Magistrate Judge Burke recently denied a motion to transfer to the Northern District of California after a full analysis of the Third Circuit’s Jumara factors.
Regarding the plaintiff’s choice of forum, the defendant argued that although the plaintiff is a Delaware LLC, the plaintiff had “misrepresented the location of its principal place of business” by listing a vacant building in Wilmington, Delaware in an “attempt to manipulate venue.” Judge Burke, however, found that the plaintiff had offered contradictory evidence and that “Defendant has not made a clear record indicating that this assertion was misleading or false. Nor has Defendant demonstrated that Plaintiff actually maintains its place of business in some other federal district.” Micro Design LLC v. Asus Computer Int’l, C.A. No. 14-837-LPS-CJB, Memo. Or. at 5-8 (D. Del. May 1, 2015). Further, Judge Burke explained that he was “not prepared to conclude that Plaintiff’s formation as a Delaware entity just over one month before filing suit, without more, constitutes the kind of manipulation of venue or inappropriate act that could cause this Jumara factor to weigh in favor of transfer. After all, and particularly as to Delaware, business entities choose their situs of incorporation for varied reasons, including the ability to sue and be sued in that venue. . . . Defendant has not demonstrated that Plaintiffs status as a Delaware LLC, even one of recent vintage, is anything other than the product of a legitimate, business-related choice.” Id. at 8-11 (internal quotations omitted).

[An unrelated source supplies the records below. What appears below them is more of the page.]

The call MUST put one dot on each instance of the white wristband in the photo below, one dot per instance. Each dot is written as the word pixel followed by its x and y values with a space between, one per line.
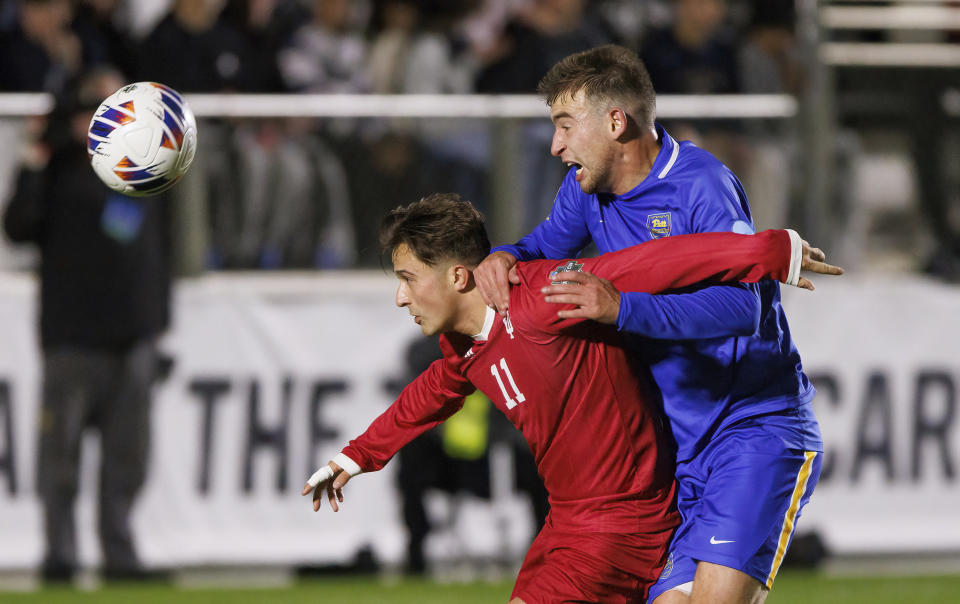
pixel 326 472
pixel 349 466
pixel 796 258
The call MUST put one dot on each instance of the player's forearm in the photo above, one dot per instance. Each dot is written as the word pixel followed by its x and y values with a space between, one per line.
pixel 718 311
pixel 431 398
pixel 684 260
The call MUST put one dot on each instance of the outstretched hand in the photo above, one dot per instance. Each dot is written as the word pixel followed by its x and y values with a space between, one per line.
pixel 330 480
pixel 595 298
pixel 493 277
pixel 814 260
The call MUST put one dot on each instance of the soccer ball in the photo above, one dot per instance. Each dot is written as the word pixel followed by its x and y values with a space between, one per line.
pixel 142 139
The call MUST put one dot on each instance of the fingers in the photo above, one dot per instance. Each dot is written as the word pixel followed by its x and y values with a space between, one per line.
pixel 821 267
pixel 332 498
pixel 324 473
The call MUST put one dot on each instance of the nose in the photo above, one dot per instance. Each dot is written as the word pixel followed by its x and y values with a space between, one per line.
pixel 401 298
pixel 557 146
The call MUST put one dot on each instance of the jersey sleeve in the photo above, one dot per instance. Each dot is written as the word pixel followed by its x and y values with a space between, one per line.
pixel 719 204
pixel 684 260
pixel 431 398
pixel 563 234
pixel 674 263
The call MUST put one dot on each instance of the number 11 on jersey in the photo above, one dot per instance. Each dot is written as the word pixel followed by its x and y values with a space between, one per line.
pixel 511 403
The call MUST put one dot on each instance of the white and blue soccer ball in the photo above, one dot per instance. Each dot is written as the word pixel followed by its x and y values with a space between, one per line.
pixel 142 139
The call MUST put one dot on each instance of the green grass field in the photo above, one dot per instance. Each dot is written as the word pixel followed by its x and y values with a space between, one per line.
pixel 792 587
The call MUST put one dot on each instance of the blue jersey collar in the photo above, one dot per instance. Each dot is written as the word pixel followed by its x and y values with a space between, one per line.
pixel 662 165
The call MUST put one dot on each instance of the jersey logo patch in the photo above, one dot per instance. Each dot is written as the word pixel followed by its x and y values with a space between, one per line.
pixel 659 224
pixel 571 265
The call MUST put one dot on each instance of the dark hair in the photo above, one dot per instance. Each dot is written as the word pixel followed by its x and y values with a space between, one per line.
pixel 442 226
pixel 610 73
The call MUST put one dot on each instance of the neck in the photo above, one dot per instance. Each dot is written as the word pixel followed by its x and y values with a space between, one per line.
pixel 637 159
pixel 472 313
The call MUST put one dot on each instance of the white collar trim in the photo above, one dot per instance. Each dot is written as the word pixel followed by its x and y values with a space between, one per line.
pixel 487 325
pixel 673 156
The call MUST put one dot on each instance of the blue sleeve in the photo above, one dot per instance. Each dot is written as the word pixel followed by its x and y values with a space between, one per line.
pixel 563 234
pixel 718 203
pixel 711 312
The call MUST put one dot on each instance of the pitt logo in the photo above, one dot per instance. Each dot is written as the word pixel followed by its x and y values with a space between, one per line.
pixel 658 224
pixel 572 265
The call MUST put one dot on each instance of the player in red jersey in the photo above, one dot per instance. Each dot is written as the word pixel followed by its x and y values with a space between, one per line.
pixel 565 382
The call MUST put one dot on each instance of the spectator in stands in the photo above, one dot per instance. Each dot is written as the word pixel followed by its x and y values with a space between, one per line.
pixel 696 54
pixel 769 63
pixel 266 26
pixel 191 51
pixel 769 58
pixel 40 53
pixel 327 54
pixel 536 37
pixel 104 32
pixel 104 299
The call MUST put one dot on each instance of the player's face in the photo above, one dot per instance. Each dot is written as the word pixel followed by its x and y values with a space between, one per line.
pixel 426 291
pixel 580 139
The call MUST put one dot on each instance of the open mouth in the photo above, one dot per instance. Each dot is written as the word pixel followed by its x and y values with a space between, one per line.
pixel 578 166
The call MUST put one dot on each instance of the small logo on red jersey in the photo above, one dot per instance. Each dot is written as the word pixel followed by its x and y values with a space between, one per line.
pixel 571 265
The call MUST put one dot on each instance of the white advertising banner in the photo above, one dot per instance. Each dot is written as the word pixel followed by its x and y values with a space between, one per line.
pixel 273 375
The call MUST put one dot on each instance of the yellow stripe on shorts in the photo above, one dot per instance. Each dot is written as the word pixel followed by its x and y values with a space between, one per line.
pixel 790 519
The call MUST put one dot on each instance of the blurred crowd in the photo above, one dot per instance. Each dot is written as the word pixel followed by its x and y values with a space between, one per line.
pixel 298 193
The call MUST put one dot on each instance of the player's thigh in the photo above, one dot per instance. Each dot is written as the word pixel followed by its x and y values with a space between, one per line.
pixel 716 584
pixel 590 567
pixel 740 500
pixel 750 505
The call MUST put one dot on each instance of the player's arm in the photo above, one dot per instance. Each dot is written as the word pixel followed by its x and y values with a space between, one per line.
pixel 562 235
pixel 718 204
pixel 681 261
pixel 431 398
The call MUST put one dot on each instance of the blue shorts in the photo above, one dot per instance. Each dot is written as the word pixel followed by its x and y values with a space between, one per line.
pixel 740 500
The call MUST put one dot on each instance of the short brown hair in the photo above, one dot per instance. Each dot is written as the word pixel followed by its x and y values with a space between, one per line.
pixel 609 73
pixel 442 226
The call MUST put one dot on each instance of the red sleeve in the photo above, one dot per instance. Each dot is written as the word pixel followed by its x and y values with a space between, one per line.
pixel 683 260
pixel 431 398
pixel 664 264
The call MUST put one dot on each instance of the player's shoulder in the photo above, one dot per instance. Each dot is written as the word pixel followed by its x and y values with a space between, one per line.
pixel 454 347
pixel 695 163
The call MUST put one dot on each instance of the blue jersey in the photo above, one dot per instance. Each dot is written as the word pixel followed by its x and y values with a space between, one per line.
pixel 709 379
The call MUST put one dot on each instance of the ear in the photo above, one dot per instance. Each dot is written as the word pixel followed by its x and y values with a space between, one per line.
pixel 617 122
pixel 461 277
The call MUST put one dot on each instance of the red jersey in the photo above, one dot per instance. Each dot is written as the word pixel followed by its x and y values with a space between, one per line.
pixel 568 384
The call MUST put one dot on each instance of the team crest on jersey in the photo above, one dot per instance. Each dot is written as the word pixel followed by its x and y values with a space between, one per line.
pixel 658 224
pixel 571 265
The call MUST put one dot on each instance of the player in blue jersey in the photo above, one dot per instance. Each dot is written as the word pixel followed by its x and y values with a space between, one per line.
pixel 738 402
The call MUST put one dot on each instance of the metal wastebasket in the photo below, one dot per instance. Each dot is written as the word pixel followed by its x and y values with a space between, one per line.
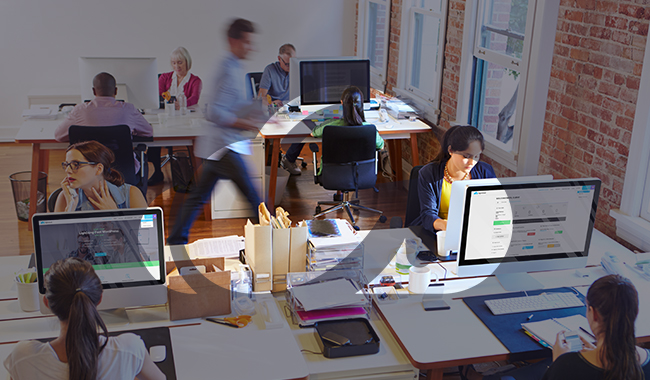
pixel 20 184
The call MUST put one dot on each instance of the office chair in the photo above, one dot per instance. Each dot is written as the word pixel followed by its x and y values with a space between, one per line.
pixel 349 163
pixel 118 138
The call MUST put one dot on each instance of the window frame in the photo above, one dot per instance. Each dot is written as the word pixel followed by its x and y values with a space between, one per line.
pixel 377 76
pixel 537 58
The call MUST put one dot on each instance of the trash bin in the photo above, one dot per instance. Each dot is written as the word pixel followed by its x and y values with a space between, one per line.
pixel 20 183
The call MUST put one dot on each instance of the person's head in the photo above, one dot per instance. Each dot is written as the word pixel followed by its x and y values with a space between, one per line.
pixel 240 37
pixel 87 162
pixel 104 85
pixel 73 292
pixel 612 308
pixel 181 61
pixel 352 100
pixel 462 145
pixel 286 52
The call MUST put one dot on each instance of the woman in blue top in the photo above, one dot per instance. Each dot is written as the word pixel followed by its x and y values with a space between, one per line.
pixel 91 184
pixel 458 160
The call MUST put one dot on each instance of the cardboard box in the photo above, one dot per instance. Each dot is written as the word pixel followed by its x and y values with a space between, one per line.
pixel 198 295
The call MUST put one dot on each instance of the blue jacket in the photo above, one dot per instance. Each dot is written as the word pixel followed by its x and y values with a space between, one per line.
pixel 430 186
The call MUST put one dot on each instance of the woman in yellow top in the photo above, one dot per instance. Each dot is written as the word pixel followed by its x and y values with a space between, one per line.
pixel 458 160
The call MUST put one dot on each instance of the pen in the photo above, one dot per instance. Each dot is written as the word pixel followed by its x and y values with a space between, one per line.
pixel 214 320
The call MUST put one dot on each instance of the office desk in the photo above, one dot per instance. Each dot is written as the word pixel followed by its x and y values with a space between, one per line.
pixel 294 131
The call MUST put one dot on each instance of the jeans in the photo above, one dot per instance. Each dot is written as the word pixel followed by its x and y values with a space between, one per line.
pixel 294 151
pixel 231 166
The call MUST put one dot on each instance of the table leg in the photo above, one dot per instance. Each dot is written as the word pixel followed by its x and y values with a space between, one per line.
pixel 275 150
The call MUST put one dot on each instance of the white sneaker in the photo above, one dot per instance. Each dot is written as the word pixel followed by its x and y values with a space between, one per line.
pixel 291 167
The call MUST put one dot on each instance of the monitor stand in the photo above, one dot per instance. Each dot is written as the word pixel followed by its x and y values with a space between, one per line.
pixel 514 282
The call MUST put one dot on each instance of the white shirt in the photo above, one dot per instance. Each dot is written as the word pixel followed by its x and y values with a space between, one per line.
pixel 122 358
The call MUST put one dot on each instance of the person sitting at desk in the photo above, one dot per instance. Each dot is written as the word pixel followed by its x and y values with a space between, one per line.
pixel 176 82
pixel 458 160
pixel 104 110
pixel 80 352
pixel 88 172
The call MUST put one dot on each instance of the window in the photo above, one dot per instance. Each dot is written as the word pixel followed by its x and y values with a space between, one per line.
pixel 421 53
pixel 503 42
pixel 374 17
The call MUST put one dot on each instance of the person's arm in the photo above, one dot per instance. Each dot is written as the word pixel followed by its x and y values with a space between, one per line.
pixel 136 199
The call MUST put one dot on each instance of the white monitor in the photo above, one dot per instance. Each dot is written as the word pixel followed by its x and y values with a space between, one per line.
pixel 136 78
pixel 457 202
pixel 510 229
pixel 124 246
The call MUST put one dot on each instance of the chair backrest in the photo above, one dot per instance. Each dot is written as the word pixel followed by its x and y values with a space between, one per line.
pixel 253 84
pixel 413 199
pixel 349 157
pixel 116 138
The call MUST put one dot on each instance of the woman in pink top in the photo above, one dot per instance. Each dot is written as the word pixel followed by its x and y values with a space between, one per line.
pixel 173 84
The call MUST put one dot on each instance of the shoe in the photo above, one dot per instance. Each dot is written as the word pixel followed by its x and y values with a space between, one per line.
pixel 155 179
pixel 291 167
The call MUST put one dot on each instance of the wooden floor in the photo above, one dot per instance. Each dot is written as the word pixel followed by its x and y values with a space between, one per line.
pixel 299 199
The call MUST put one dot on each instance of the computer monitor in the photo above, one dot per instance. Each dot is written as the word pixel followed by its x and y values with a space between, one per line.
pixel 136 78
pixel 510 229
pixel 124 246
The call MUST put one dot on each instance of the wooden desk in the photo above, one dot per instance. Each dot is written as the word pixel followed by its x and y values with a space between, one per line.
pixel 295 131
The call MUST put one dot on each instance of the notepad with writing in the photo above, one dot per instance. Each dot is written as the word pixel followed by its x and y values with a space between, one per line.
pixel 546 330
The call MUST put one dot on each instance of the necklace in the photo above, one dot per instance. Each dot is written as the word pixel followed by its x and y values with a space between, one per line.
pixel 448 176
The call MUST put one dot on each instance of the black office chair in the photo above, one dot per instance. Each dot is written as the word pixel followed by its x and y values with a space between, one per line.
pixel 349 163
pixel 118 138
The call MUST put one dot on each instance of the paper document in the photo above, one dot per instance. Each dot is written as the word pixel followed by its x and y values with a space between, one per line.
pixel 226 247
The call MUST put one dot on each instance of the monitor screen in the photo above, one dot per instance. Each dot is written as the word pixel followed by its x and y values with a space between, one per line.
pixel 528 223
pixel 323 82
pixel 125 247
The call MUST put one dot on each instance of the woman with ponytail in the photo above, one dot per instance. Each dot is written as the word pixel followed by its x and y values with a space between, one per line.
pixel 91 184
pixel 80 352
pixel 458 159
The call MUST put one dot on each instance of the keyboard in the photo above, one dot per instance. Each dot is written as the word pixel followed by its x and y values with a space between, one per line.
pixel 544 301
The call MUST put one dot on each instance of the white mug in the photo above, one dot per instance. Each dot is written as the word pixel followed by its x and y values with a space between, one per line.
pixel 440 243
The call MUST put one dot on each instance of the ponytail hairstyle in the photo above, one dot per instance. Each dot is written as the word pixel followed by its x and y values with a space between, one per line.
pixel 616 301
pixel 96 152
pixel 458 138
pixel 73 291
pixel 352 99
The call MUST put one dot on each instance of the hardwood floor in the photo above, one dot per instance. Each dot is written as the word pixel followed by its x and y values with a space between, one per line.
pixel 299 199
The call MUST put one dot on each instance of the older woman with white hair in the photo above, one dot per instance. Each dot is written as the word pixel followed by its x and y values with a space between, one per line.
pixel 179 81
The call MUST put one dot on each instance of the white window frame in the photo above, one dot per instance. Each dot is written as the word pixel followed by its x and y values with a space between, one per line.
pixel 377 76
pixel 632 219
pixel 429 104
pixel 537 58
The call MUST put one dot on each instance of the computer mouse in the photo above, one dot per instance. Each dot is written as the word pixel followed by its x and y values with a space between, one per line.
pixel 158 353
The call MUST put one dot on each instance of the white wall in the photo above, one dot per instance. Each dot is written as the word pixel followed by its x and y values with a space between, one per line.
pixel 41 40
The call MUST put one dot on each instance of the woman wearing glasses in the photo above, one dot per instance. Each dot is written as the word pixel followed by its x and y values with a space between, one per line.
pixel 458 160
pixel 91 184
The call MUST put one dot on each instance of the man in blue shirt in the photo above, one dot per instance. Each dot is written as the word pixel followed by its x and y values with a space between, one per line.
pixel 275 83
pixel 232 122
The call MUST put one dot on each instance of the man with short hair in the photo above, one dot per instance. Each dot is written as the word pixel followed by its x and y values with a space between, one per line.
pixel 233 123
pixel 103 111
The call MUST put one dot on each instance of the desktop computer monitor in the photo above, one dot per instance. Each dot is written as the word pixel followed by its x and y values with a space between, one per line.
pixel 124 246
pixel 510 229
pixel 136 78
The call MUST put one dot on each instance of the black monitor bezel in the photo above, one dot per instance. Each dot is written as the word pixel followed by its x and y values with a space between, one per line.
pixel 366 61
pixel 536 185
pixel 100 214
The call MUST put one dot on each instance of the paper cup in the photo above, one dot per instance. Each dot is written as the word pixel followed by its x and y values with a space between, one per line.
pixel 419 278
pixel 28 296
pixel 440 242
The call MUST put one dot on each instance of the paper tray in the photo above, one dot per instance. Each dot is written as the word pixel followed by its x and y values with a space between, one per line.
pixel 363 338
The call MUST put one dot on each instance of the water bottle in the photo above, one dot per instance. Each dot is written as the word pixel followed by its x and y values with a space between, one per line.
pixel 182 103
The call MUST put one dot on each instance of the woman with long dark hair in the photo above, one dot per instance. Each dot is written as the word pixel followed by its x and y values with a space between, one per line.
pixel 80 352
pixel 458 159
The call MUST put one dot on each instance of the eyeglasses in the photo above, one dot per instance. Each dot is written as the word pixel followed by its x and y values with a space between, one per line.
pixel 75 165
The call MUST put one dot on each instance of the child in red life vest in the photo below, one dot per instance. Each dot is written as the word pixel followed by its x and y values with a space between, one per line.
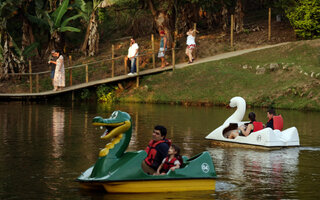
pixel 171 162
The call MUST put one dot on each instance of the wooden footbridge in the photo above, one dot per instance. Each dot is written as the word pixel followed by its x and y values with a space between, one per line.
pixel 121 75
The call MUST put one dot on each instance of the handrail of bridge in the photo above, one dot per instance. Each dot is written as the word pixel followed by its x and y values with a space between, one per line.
pixel 86 66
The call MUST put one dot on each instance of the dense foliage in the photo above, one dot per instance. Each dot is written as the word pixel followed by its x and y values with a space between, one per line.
pixel 30 29
pixel 305 18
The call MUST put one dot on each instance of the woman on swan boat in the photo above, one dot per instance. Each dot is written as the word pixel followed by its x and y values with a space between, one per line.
pixel 245 130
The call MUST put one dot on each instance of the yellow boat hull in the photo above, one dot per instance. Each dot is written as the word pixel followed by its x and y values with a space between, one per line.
pixel 149 186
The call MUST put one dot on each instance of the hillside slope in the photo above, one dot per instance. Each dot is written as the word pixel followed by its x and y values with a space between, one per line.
pixel 287 76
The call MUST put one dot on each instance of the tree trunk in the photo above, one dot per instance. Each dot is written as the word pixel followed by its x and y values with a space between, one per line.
pixel 162 21
pixel 90 44
pixel 238 15
pixel 11 63
pixel 27 37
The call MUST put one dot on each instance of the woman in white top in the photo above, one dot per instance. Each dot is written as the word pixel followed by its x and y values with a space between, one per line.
pixel 191 44
pixel 132 55
pixel 59 75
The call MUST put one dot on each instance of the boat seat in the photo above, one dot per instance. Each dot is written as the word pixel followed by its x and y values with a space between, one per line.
pixel 278 122
pixel 226 131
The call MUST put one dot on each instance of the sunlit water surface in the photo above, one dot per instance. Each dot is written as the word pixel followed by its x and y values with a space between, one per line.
pixel 44 148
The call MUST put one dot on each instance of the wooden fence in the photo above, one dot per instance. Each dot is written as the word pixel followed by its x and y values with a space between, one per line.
pixel 76 76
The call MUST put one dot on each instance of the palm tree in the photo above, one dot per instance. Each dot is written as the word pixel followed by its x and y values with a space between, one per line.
pixel 57 26
pixel 10 61
pixel 90 45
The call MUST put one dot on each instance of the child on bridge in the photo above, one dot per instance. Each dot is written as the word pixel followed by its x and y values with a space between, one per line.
pixel 171 162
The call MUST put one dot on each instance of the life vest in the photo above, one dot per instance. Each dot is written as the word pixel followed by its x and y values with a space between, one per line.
pixel 168 164
pixel 151 150
pixel 278 122
pixel 257 126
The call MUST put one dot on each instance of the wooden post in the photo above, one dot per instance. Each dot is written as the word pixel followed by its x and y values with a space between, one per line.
pixel 70 70
pixel 112 70
pixel 72 96
pixel 173 50
pixel 153 55
pixel 87 73
pixel 125 65
pixel 137 64
pixel 30 75
pixel 269 25
pixel 37 83
pixel 231 31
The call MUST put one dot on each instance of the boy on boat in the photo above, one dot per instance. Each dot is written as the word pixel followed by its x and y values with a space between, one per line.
pixel 157 150
pixel 171 162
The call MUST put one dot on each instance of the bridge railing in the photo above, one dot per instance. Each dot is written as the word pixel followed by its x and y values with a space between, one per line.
pixel 92 71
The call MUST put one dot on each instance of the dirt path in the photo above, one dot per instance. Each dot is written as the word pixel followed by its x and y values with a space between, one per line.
pixel 227 55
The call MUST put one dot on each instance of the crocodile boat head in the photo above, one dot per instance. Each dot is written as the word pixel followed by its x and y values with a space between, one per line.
pixel 118 129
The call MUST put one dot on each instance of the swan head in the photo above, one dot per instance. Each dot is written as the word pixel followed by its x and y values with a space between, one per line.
pixel 236 102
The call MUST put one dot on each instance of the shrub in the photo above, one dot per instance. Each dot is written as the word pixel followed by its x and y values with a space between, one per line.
pixel 304 16
pixel 106 93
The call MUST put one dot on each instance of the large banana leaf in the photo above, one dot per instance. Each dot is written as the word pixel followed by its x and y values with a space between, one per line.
pixel 58 14
pixel 69 28
pixel 65 22
pixel 28 51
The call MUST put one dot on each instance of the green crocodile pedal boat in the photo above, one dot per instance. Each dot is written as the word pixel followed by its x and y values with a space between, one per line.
pixel 118 171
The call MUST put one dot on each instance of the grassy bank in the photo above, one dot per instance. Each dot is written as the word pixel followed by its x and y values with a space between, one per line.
pixel 291 80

Regarding other factors in the transfer analysis, the location of records, where the claims arose, the defendant’s forum preference, and the fact that the Northern District of California was the defendant’s site of incorporation and principal place of business all weighed in favor of transfer. Id. at 11-14, 19-20. Convenience of the parties, convenience of the witnesses, potential local interests, and public policy of the fora were neutral factors. Id. at 14-19, 24-26. Practical considerations that could make trial easy, expeditious, or inexpensive weighed against transfer due to related cases filed in the District of Delaware by the same plaintiff involving the same patents and technology. Id. at 21-24. Accordingly, Judge Burke found that the balance of these factors did not result “strongly in favor” of transfer and denied the motion.
Like the plaintiffs’ choice of forum, Judge Burke found that several other factors were not supported one way or the other by record evidence, and his view on such factors was accordingly limited to what could be inferred from the record before him. E.g. id. at 16-17.